I don't know how much of this story is true and how much is screenwriter's license to make the film more interesting, but if it's half as true as in real life, unless you are a true dog-eat-dog capitalist at heart, I guarantee you will come away despising Ray Kroc after watching The Founder. I certainly wasn't prepared for the revelations. But you will be amazed at the original McDonalds' innovations and dogged faith to the genius of what they had created. 

There are other side plots to the story that I won't get into here that make the story equally intriguing, along with the actors who played them out. Together, they tell the story of the founding of McDonalds Corporation and the people who made it one of the most successful franchises in America -- in the world. 

I can say, without a doubt, you should see this film. For Keaton's commanding performance if not to learn the story behind bringing you your neighborhood McDonald's. It's a phenomenal story.

Wednesday, August 02, 2017

Saturn Run: Sound Science and Sound Writing

Book Review: Saturn Run by John Sanford and Ctein
Version: Hard cover library borrow

Interestingly, the first time I tried to read Saturn Run, I thought the first few pages were hog wash and I returned the book to the library. Low and behold, a few months later I looked for something interesting to read and didn't recognize the title and borrowed the book again. This time, I fell in love with the book. What's a reader to say?

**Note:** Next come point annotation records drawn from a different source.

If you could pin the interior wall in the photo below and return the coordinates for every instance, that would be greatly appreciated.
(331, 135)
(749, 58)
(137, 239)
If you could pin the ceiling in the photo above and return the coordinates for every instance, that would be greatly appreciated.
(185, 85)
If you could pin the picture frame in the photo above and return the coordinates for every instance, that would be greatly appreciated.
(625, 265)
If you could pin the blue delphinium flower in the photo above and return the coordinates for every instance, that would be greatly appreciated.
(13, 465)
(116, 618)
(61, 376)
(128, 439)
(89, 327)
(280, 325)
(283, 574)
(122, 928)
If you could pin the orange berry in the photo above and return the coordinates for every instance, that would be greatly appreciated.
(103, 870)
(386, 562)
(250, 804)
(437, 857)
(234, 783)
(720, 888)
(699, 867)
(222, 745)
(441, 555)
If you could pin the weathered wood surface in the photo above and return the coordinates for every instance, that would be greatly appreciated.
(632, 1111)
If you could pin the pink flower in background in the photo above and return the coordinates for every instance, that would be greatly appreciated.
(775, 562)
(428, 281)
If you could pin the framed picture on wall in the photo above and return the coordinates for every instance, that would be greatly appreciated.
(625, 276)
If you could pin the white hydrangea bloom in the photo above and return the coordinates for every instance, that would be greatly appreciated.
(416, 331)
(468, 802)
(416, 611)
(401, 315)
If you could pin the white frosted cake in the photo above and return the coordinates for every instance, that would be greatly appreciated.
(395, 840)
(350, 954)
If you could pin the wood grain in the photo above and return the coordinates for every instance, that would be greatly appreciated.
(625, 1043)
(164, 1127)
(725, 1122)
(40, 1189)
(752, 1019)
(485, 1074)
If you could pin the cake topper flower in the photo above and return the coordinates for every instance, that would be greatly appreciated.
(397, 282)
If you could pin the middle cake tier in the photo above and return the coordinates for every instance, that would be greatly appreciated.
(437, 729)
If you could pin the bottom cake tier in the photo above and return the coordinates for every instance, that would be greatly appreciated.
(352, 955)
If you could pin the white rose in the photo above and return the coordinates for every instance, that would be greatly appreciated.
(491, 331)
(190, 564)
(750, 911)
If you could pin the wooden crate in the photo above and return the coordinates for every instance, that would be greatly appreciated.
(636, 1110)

What would you do if the president of the United States asked you to join a crew headed to a distant planet in our solar system to beat the rest of the world to tap into a suspected alien base? And what would you think if one of the other major powers jumped into the race to beat you there, and their crew was most likely filled with military personnel, while yours was filled with scientists, engineers, and just a few security personnel? And what if on the way your head of security had a good-odds suspicion that there was a spy on board your ship sabotaging your engines? That's part of the story line behind Saturn Run, about a U.S. rocket headed to Saturn attempting to beat the Chinese there to secure alien technological secrets before anyone else. The crew is made up of engineers, scientists, an anthropologist, a video photographer, a news reporter, a national security operative, and a handful of assorted others. On the China ship is a military crew hellbent on beating the Americans there. Along the way, the U.S. ship loses an engine and a chief engineer, slowing its progress, but not enough for the Chinese to beat them. But when the China ship arrives, it's apparent their ship is disabled and the U.S. ship must decide whether to give them aid. Along with the hard science in this space adventure, then, is also political intrigue. And who in the end wins the alien technology. And what about the aliens at the base?

Saturn Run is well thought out and plotted, and the authors put a lot of effort into making the engineering as accurate as possible so the space ships could reach Saturn in months instead of years. The characters are realistic, although I kept wondering, would the United States really send amateur space travelers or would it send seasoned astronauts who also trained in the other disciplines? The U.S. ship is a reworked International Space Station, and I have some doubts about the feasibility of that as well. Still, it doesn't get in the way of a good story. It includes a great surprise at the end, making the long slog through 486 pages worth the read.

Ever have one of those books it takes more than once to become vested in? That's the way it was for me with Saturn Run. I think you should give it a try. It's a great story and worth a read.